Optionally, consider the \emph{non-invertability} scenario which is possible when $m \leq n$. Solving this with Octave's \emph{pinv} without regularisation gives you a numerically correct answer but might not necessarily result in a sensible hypothesis. Regularisation however ensures (this can be proven but it is too involved to get in to) that the resultant matrix of $(X^TX + \lambda
\begin{pmatrix}
0 & 0 & \cdots & 0 \\
0 & 1 & \cdots & 0 \\ 
\vdots & \vdots & \ddots & \vdots \\
0 & 0 & \cdots & 1
\end{pmatrix}
)^{-1}$ will never be degenerate provided $\lambda > 0$.
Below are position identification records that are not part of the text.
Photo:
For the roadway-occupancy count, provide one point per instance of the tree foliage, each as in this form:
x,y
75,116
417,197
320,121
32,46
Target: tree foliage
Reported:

\section{Regularised logistic regression}
\subsection{Gradient descent}
Remember the cost function for this looks, once unfolded and simplified, like this:
\[
	J(\theta) = -[\frac{1}{m}\sum^m_{i = 1}
	y^{(i)}log(h_\theta(x^{(i)}) + (1-y^{(i)}))log(1-h_\theta(x^{(i)}))]
\]

All that needs to happen to regularise it is to add a term at the end:

\[
J(\theta) = -[\frac{1}{m}\sum^m_{i = 1}
y^{(i)}log(h_\theta(x^{(i)}) + (1-y^{(i)}))log(1-h_\theta(x^{(i)}))] + \frac{\lambda}{2m}\sum^n_{j = 1}\theta^2_j
\]

To implement this using gradient descent looks superficially the same as the linear regression version. Assuming we treat $\theta_0$ separately, it just comes down to iterating over this:
\[
\theta_j \mathrel{\mathop:}=
\theta_j - \alpha [\frac{1}{m}
\sum_{i=1}^{m}
(h_\theta(x^{(i)}) - y^{(i)})x_j^{(i)} - \frac{\lambda}{m}\theta_j]
\]

\section{Using more advanced optimisation techniques}
There's a most enlightening slide in the scratchpad. Remember that to implement the advanced optimisations we need to provide a cost function that returns $J(_theta)$, to which we'll now have to add the regularisation term, as well as all partial derivatives ($\frac{\partial}{\partial\theta_n}J(\theta)$ for all values of $n$). Lastly, remember that we treat $\theta_0$ differently (we don't regularise it) and that Octave is 1-indexed as opposed to $\theta$, which we've 0-indexed.